« Il y a 10 ans , il manquait 40 médicaments en France , aujourd’hui c’est plus de 400 ». Les pénuries de médicaments, c’est un thème que la sénatrice centriste du Pas-de-Calais, Catherine Fournier, connaît bien. Pour elle, la crise du coronavirus a aggravé ce manque, elle réfléchit depuis un mois à la manière de relocaliser la production en France. Il faut que « notre pays soit indépendant » en matière de production de médicaments. «Cette crise sanitaire montre que nous manquons pratiquement de tout, on est tributaire d’une chaîne de production qui est à 80% en dehors de l’Europe ». Un marché phagocyté par la Chine, les États-Unis et l’Inde qui fabriquent 80% des principes actifs commercialisés en Europe, « quand la Chine a arrêté sa production à cause de la crise, ça a eu un effet boule de neige, on avait beau leur réclamer, il n’en avait plus pour nous ».
L’État doit reprendre la main
Si la France est dépendante , c’est parce qu’elle a progressivement perdu son industrie pharmaceutique estime la sénatrice, « on a tout perdu pas seulement en France, mais aussi en Europe ». Dans son département, deux sites ont fermé, « ça a pris 10 ans et le dernier a arrêté sa production il y a 6 ans ». Désormais il resterait une soixantaine de lieux de production sur le territoire, presque rien comparé au reste du monde. Les normes environnementales européennes, trop contraignantes, y sont pour beaucoup d’après la sénatrice, « les usines ont été délocalisées parce qu’elles sont polluantes, elles sont souvent classées Seveso ». Mais ce n’est pas tout, la rentabilité économique est plus intéressante à l’étranger où les normes sociales et fiscales sont moins exigeantes. « Nous ne sommes pas dans un monde de bisounours, nous sommes dans un monde virulent, celui de la finance ». La sénatrice reconnaît la puissance des lobbys pharmaceutiques, et des états qui dominent le marché. « Comment voulez-vous négocier avec la Chine, si vous n’avez plus de produit, si vous n’avez rien dans la balance, plus aucun pouvoir ». Mais il faut, selon elle, que l’État reprenne la main sur ce secteur et revoit sa politique industrielle, « on est sur un sujet vital, si les états n’arrivent pas à les défendre, c’est dramatique ».

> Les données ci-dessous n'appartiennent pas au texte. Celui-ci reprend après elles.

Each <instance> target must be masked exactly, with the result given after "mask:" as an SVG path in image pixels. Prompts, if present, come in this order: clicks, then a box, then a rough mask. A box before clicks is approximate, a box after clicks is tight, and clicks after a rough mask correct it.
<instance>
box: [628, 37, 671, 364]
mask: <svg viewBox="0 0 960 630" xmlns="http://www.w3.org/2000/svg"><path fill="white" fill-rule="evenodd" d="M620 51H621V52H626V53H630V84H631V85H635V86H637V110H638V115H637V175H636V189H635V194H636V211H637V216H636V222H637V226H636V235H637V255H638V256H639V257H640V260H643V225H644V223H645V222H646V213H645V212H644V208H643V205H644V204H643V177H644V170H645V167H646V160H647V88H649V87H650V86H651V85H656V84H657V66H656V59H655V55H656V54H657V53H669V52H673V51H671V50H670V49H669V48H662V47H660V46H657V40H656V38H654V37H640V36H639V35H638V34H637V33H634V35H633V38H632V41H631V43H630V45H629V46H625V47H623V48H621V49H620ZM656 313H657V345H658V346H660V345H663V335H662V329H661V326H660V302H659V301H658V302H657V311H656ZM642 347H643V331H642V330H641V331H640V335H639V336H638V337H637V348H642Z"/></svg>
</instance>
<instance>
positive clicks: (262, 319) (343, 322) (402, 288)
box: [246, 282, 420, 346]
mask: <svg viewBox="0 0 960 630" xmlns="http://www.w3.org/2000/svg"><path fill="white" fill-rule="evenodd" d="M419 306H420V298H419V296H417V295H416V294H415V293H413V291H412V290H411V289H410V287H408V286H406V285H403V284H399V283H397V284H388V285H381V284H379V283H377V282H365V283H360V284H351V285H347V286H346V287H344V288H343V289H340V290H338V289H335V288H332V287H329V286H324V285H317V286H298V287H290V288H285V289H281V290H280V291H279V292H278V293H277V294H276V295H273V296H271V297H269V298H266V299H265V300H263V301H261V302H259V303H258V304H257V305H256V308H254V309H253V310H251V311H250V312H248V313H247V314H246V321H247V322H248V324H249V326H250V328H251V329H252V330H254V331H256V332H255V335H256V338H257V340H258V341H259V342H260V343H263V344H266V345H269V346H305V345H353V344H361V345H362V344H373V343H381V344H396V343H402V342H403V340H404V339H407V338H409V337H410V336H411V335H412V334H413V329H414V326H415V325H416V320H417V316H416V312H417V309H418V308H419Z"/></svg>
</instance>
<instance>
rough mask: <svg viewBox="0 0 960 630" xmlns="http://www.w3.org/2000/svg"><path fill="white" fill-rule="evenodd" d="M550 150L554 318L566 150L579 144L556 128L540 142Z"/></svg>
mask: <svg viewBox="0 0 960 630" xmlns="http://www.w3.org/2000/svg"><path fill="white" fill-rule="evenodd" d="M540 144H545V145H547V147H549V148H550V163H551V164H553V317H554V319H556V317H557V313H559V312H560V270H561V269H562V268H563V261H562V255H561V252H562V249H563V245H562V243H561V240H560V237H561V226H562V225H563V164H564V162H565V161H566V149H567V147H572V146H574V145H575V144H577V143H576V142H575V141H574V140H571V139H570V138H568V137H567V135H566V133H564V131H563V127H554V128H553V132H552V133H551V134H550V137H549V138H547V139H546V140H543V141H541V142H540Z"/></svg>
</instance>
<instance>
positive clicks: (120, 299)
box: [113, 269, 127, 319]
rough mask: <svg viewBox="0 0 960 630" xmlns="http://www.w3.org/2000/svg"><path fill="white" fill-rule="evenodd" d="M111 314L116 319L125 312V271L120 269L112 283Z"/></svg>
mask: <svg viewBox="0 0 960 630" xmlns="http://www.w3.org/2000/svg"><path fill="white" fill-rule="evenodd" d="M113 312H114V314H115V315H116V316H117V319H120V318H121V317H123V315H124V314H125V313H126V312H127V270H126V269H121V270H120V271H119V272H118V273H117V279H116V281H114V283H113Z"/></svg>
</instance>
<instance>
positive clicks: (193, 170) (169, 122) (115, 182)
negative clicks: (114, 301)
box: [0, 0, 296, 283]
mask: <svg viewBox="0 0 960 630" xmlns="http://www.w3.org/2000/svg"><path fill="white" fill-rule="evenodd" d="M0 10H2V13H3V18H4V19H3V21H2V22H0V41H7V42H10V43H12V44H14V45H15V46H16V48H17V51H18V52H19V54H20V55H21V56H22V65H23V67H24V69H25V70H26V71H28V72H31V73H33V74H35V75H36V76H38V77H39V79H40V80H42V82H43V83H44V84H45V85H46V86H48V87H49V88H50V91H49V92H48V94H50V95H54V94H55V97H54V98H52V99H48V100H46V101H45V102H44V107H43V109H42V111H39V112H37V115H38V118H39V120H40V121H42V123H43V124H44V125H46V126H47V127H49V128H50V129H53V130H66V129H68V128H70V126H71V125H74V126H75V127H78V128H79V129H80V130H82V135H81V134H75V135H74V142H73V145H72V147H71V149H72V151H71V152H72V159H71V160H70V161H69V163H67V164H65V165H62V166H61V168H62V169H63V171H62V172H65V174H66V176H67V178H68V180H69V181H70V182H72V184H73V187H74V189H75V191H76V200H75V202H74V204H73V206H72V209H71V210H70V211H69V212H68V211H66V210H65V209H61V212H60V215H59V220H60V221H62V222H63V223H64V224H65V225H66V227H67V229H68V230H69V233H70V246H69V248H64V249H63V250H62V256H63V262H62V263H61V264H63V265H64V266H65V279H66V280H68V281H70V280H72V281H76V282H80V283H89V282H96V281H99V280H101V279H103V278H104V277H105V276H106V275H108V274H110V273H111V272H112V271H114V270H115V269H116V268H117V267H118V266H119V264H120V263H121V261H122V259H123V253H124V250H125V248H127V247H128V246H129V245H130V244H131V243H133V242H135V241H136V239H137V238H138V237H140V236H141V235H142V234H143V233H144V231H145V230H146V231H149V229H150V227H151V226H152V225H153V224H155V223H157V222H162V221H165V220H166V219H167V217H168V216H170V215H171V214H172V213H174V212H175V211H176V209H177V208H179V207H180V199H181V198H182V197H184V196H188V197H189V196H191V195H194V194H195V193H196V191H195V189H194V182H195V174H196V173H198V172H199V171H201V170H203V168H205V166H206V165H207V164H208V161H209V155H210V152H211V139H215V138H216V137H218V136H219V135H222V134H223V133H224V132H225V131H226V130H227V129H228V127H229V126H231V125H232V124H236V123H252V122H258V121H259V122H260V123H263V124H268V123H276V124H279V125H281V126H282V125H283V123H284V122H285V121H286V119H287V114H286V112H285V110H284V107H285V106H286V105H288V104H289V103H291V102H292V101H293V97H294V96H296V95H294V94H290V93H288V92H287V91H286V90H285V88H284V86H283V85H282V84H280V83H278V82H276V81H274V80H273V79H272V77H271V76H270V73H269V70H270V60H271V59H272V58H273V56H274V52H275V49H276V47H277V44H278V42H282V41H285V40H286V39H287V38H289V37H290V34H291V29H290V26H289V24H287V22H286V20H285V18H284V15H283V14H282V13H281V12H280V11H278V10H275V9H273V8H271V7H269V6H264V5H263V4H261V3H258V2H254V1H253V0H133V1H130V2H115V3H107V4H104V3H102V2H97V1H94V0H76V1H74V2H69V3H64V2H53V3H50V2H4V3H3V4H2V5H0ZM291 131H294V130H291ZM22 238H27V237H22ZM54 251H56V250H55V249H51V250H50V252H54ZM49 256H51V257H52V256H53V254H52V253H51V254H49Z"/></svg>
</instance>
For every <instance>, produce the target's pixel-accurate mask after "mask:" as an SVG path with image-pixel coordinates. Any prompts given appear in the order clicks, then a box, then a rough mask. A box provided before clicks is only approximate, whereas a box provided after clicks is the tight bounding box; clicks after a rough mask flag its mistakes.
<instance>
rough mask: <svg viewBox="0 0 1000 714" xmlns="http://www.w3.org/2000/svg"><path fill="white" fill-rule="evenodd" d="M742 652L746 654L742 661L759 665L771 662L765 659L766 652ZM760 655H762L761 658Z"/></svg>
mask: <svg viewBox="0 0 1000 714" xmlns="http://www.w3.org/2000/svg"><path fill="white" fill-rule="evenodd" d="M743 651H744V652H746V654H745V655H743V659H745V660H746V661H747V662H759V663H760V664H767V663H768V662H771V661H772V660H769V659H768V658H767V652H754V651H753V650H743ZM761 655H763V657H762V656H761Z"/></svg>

L’outil de production « toujours là »
La sénatrice propose notamment de relocaliser la production en France. « L’industrie de la santé n’est pas un secteur économique comme un autre, c’est un secteur essentiel comme peut l’être l’énergie ». Elle appelle l’État à négocier avec les industries pharmaceutiques pour qu’elles relocalisent, soit en les « incitant » mais aussi en les « forçant » . Elle propose par exemple de conditionner la mise sur le marché d’un médicament à sa production sur le sol français ou européen. « Quand on donne l’autorisation de mise sur le marché d’un médicament, c’est l’État qui paye, c’est la sécurité sociale, ça peut être un levier de négociation». Elle estime par ailleurs que la France pourrait rapidement relancer la production. « Dans ma région, l’outil de production a été abandonné mais il est toujours là ». L’usine qui a fermé il y a 6 ans pourrait après rénovation repartir, « on a des potentialités, les friches existent, il faut juste se les réapproprier ».